Since there were several PKs with too few known phosphorylation sites, we clustered them into distinct sub-groups based on sequence homology. For example, eight ribosomal protein S6 kinases (RSK1, Q15418; RSK3, Q15349; RSK2, P51812; MSK1, O75676; MSK1, O75582; RSK4, Q9UK32; S6K1, P23443; STK14B, Q9UBS0) are homologous with high similarity, so we clustered these PKs into a unique PK group of S6K (Ribosomal protein S6 kinase, or RSK). In total, we have enabled 68 PK grouped.

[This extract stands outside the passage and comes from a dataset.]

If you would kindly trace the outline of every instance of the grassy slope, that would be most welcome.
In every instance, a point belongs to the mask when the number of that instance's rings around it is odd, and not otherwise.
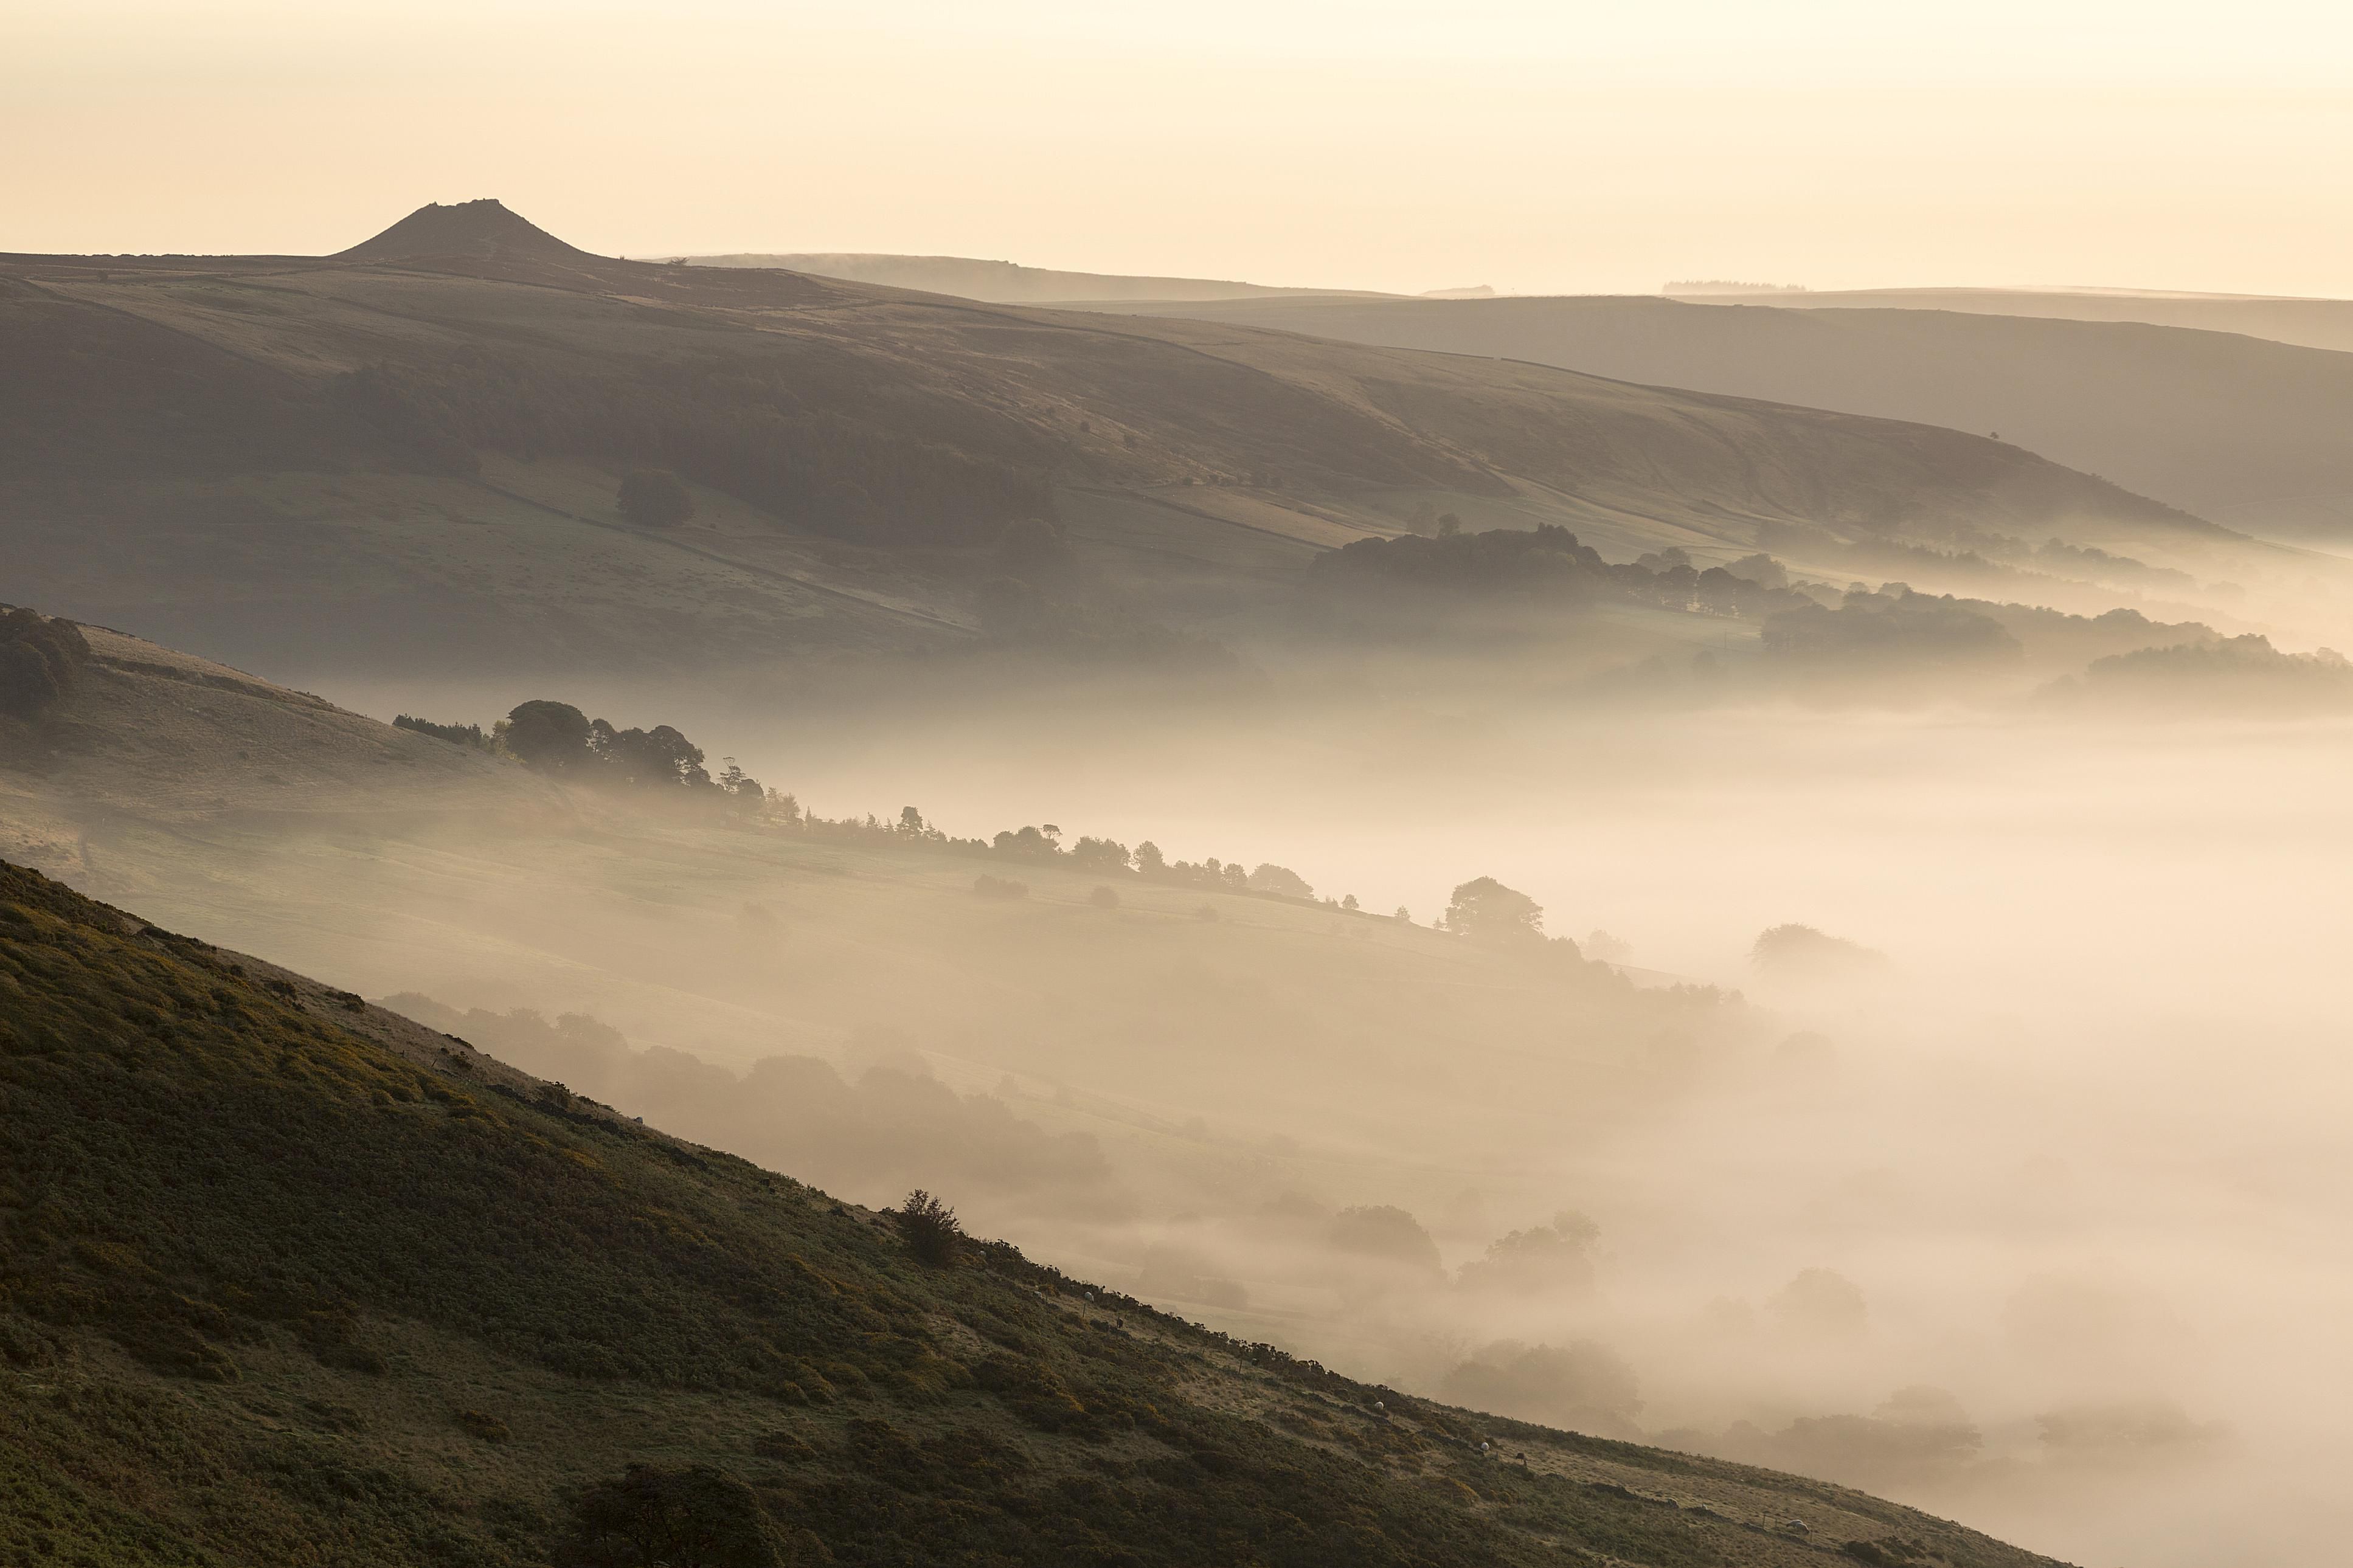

Although Swiss-Prot also curates a huge amount of phosphorylation sites, we have found ~69% of the annotation to be ambiguous (7,924 of 11,520) (see additional file 2). There are only 842 items to be kinase-specific sites, and only 18 PKs with not less than ten sites (see additional file 3). Phospho.ELM has been constructed based on the rationale of allowing both experimentalists and bioinformatists to easily access extensive information of phosphoproteins with their sites, i.e., tracking the primary reference to find whether the site is really phosphorylated, identified in vivo or in vitro, and the relationship between the phosphorylation with physiological response [28]. And these data has been collected from literature manually with high quality. Taken together, although other resources also have collected some phosphorylation sites, we chose Phospho.ELM for its comprehensiveness.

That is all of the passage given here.